Una fonte russa ha detto al quotidiano arabo al Hayat che l’obiettivo di Mosca è “mantenere l’equilibrio militare in Siria e prevenire il collasso dell’esercito regolare, per garantire un compromesso politica che prevede l’insediamento di un organo di governo transitorio sulla base della dichiarazione di Ginevra”. Un’altra fonte ha detto che il coinvolgimento russo include l’invio di alti ufficiali e un certo numero di piloti, per condurre attacchi aerei, oltra alla consegna di un numero di cacciabombardieri inclusi gli intercettori Mig31, inutili contro i ribelli ma essenziali in caso di attacchi al regime da parte dei jet della Coalizione.

Con il rafforzamento delle posizioni militari russe in Siria c’è il rischio di un “confronto” con le forze della coalizione internazionale guidata dagli Usa, ha detto ieri con estremo sprezzo del ridicolo il portavoce della Casa Bianca, Josh Earnest. “Gli Stati Uniti sono preoccupati per le notizie sul dispiegamento da parte della Russia di ulteriore personale militare e di aerei in Sira – ha affermato Earnest – queste azioni potrebbero far aumentare il numero dei morti, potrebbero far aumentare i flussi di rifugiati e il rischio di un confronto con la coalizione anti-Isis che sta operando in Siria”. Se venisse intensificato il sostegno militare di Mosca al governo siriano, ha rincarato Earnest, “sarebbe destabilizzante e controproducente per gli interessi della comunità internazionale”.

Frasi che confermano come l’amministrazione Obama sia in stato confusionale oppure, come è più probabile, persegua un caos di cui stiamo già pagando il conto noi europei. Bashar Assad è in guerra con ribelli islamisti, qaedisti e Stato Islamico e ha finora consentito ai jet della Coalizione di sorvolare senza ostacoli il suo spazio aereo accettando una forte e umiliante limitazione alla sua sovranità. Se Washington teme che gli aiuti russi possano minacciare la Coalizione significa che gli alleati prevedono di attaccare Damasco e non l’ISIS che in un anno hanno colpito in modo così blando di consentire ai jihadisti di conquistare intere province siriane.

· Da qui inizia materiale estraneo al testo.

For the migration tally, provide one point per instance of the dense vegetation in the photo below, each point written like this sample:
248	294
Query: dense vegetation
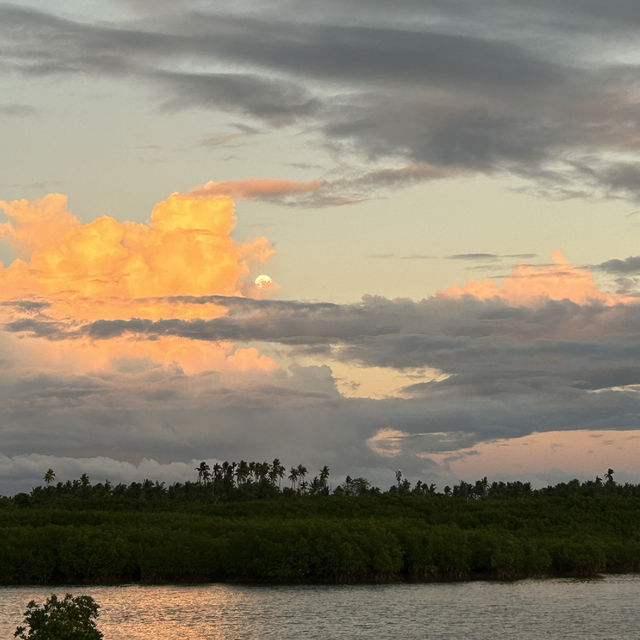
235	523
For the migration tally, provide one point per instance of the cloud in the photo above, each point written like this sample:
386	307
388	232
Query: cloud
69	272
255	188
617	266
230	376
14	110
558	281
459	91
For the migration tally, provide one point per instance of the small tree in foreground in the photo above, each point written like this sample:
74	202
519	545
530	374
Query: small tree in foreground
68	619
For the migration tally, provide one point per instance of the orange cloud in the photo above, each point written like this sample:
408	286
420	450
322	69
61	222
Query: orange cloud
107	269
255	188
110	269
528	284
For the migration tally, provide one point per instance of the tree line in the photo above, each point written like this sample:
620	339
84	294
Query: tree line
241	481
248	523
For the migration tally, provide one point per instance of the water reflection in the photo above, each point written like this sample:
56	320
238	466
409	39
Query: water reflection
530	609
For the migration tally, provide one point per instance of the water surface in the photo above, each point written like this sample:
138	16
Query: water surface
528	609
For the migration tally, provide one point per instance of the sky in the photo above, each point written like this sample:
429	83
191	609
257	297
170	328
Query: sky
444	195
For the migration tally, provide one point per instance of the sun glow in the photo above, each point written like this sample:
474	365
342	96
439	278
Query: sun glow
109	270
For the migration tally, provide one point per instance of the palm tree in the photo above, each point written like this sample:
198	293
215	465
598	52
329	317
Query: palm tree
204	472
242	472
302	472
293	476
324	476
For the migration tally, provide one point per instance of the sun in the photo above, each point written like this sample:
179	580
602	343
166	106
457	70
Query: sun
263	281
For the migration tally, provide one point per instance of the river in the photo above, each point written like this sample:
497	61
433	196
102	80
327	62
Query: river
529	609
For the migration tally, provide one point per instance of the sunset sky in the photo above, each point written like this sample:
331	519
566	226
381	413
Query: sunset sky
445	194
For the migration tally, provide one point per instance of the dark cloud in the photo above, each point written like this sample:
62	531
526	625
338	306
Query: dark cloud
474	256
449	88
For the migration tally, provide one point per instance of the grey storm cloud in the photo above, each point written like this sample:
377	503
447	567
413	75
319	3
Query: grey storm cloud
618	266
507	371
451	87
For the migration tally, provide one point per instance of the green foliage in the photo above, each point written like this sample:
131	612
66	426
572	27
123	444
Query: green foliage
236	522
67	619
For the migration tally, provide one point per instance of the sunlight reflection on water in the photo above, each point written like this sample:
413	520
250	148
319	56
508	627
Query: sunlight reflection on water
529	609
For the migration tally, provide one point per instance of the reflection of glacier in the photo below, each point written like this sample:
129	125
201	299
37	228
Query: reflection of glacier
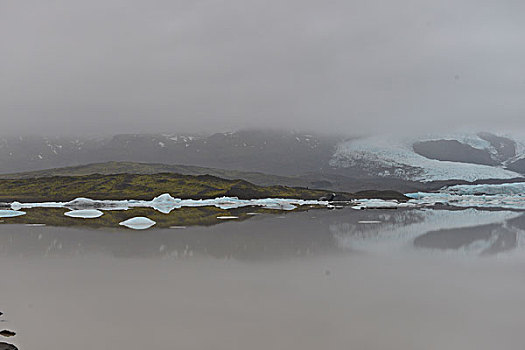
505	196
404	229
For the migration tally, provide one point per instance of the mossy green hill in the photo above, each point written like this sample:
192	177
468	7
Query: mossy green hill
148	186
142	186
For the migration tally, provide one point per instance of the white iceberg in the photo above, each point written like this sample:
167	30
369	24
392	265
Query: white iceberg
84	213
138	223
100	204
11	213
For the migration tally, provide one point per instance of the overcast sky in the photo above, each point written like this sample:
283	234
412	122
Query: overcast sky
354	66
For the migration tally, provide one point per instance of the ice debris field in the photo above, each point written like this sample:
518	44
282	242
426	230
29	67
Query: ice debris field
509	196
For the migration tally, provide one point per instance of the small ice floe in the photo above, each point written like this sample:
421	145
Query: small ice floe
18	205
11	213
138	223
84	213
380	204
165	203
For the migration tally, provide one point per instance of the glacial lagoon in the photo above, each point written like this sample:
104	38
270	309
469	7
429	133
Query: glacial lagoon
312	278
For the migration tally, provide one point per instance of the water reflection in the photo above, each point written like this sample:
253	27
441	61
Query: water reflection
267	236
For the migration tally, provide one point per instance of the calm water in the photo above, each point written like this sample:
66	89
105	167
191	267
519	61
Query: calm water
374	279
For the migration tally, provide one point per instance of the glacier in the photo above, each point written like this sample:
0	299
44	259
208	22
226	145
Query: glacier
394	156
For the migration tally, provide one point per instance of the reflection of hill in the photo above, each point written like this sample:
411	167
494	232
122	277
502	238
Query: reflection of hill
263	237
487	239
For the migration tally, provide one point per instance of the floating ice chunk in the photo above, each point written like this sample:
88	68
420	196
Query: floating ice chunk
381	204
102	204
138	223
11	213
227	217
81	202
517	188
18	205
84	213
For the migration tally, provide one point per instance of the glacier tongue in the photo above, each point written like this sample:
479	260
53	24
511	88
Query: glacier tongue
506	196
395	157
165	203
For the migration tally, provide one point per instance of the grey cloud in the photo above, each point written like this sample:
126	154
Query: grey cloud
105	66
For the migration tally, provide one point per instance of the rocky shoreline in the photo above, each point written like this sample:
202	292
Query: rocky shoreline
5	333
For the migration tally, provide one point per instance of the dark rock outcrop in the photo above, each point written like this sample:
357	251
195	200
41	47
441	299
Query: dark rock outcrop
6	346
453	151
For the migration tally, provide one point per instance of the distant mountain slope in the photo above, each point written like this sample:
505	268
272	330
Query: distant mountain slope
271	152
278	157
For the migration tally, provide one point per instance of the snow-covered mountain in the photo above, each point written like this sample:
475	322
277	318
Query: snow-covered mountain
403	163
465	156
274	152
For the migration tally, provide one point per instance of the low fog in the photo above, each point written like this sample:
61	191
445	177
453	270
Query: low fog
115	66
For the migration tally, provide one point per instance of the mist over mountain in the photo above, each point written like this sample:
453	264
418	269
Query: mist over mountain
336	162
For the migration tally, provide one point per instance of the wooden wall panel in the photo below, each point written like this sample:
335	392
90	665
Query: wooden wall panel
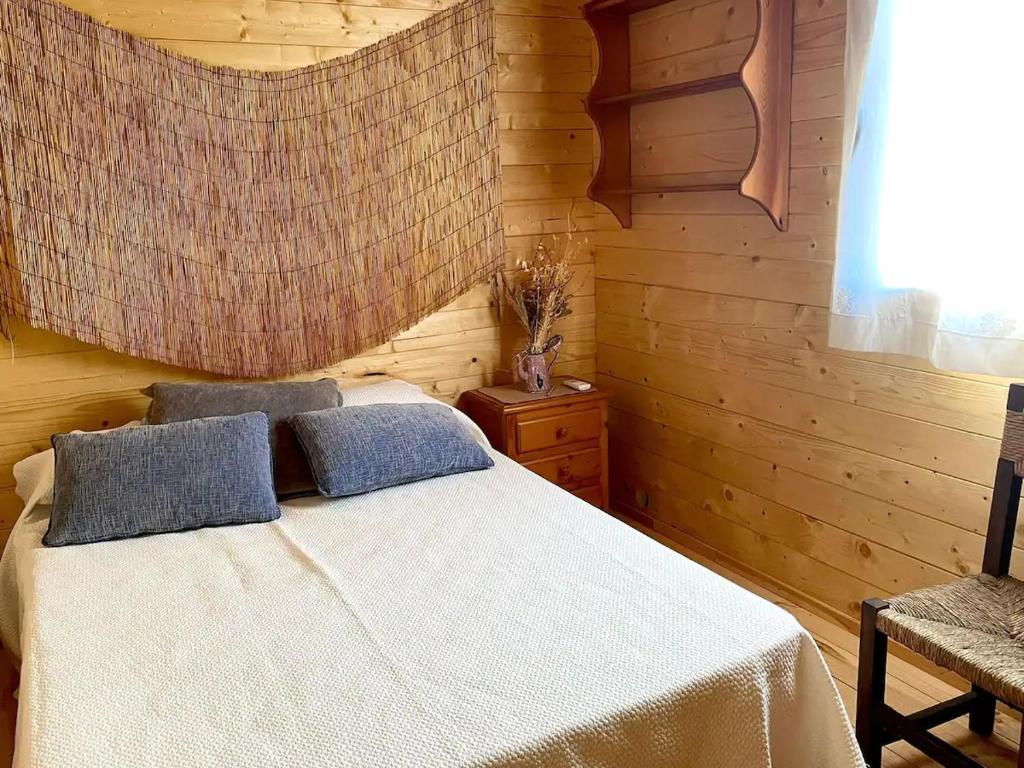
50	383
837	475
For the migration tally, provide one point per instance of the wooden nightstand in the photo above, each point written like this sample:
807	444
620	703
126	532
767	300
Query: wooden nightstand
562	436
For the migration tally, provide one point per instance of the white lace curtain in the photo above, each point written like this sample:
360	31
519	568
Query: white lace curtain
929	255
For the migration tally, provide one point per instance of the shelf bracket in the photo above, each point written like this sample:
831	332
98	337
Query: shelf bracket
766	77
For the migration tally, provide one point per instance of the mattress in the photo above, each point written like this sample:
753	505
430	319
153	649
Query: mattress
487	619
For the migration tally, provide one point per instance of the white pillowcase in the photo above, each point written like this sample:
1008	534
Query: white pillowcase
34	476
395	390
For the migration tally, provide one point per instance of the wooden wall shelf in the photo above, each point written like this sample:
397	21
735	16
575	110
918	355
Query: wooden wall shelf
766	76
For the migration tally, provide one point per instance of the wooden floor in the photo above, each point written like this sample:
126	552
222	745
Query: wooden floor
908	687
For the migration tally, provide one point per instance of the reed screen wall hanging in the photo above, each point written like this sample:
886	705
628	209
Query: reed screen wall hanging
244	223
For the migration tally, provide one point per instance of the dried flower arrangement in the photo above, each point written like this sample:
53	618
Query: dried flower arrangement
539	294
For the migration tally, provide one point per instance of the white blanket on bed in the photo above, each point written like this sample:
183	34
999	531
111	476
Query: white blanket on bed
481	620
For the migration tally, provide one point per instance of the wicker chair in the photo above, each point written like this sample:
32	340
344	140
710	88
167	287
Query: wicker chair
973	626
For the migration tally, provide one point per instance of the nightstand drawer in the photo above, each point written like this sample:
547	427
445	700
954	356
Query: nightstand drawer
570	471
563	429
593	495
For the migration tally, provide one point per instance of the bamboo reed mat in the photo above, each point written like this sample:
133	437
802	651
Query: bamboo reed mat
238	222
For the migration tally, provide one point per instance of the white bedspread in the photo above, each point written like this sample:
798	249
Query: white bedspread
480	620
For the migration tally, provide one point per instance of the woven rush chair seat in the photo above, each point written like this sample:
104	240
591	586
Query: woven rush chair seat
973	626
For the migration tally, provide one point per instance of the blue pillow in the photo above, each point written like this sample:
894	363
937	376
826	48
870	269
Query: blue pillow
358	449
162	478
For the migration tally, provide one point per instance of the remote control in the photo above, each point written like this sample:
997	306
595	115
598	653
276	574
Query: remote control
577	384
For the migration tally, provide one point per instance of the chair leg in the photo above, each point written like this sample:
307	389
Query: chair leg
982	718
870	683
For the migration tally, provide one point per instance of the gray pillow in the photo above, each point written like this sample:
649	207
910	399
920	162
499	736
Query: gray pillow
365	448
172	402
162	478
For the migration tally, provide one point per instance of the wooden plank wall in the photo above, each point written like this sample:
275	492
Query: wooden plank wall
49	383
734	428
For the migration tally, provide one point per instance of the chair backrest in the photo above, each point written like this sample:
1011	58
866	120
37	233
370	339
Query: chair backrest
1007	491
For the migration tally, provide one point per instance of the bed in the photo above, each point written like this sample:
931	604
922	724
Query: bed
486	619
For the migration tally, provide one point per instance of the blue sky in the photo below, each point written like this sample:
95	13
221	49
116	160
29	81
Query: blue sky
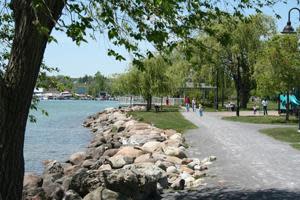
88	58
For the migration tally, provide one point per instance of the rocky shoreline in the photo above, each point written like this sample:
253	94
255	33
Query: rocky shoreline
126	159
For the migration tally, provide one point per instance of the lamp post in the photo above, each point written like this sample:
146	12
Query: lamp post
288	29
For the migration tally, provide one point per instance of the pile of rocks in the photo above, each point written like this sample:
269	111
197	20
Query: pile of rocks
126	159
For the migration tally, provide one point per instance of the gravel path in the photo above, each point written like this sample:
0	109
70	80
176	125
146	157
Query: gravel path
249	164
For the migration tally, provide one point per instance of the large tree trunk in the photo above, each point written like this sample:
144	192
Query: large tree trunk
244	95
16	89
287	116
149	102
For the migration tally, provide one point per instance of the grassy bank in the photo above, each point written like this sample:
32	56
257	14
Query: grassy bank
169	118
263	119
289	135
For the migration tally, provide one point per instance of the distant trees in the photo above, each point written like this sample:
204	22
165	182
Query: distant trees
152	80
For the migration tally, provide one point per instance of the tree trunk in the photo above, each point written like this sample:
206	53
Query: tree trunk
287	116
149	103
16	89
244	95
238	89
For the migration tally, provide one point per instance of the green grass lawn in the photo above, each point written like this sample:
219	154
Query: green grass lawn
289	135
272	106
169	118
263	119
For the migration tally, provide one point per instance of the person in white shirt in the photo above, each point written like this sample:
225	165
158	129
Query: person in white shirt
194	104
265	106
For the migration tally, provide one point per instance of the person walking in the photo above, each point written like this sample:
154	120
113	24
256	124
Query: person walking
187	103
200	110
194	104
254	109
265	106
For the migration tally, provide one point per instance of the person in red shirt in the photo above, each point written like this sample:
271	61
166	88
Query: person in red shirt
187	103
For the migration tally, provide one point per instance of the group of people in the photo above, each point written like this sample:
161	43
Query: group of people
264	104
188	102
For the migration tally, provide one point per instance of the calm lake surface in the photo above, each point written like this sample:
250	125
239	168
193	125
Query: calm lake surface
60	134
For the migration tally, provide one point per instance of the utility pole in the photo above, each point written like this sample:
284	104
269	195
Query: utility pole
238	88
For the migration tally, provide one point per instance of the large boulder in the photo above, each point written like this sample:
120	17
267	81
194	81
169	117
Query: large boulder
72	195
102	193
174	151
110	152
144	158
84	181
32	181
119	161
53	168
152	146
77	158
130	152
140	139
135	181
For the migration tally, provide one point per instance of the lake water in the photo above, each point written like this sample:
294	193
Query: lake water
60	134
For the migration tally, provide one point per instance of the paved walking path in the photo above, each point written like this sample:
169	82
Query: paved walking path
249	164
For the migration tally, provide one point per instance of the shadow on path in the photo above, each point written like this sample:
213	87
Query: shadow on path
233	194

Ostacolando le forniture di armi russe a Damasco, gli USA e l’Occidente si schierano ancora una volta con i jihadisti che Turchia e monarchie del Golfo vorrebbero vedere al governo in Siria. Se così non fosse non si spiegherebbe perché Emirati Arabi, Arabia Saudita e Qatar hanno inviato 30 mila militari in Yemen a combattere i ribelli sciiti Houthi mentre contro l’ISIS non hanno effettuato che sporadiche azioni aeree per lo più senza l’impiego di armi.

Quanto ai riflessi sui flussi di immigrati clandestini diretti in Europa è il caso di ricordare agli Stati Uniti che i siriani in fuga provengono per lo più dalle zone “liberate” da ISIS , qaedisti e salafiti e solo in minima parte (per lo più giovani che vogliono sottrarsi alla leva militare) dal quel 30 per cento di territorio controllato dal regime ma abitato da 12 milioni di siriani. Su 18 milioni di abitanti della Siria di prima della guerra 4 milioni sono fuggiti all’estero e 7 milioni sono sfollati all’interno del Paese.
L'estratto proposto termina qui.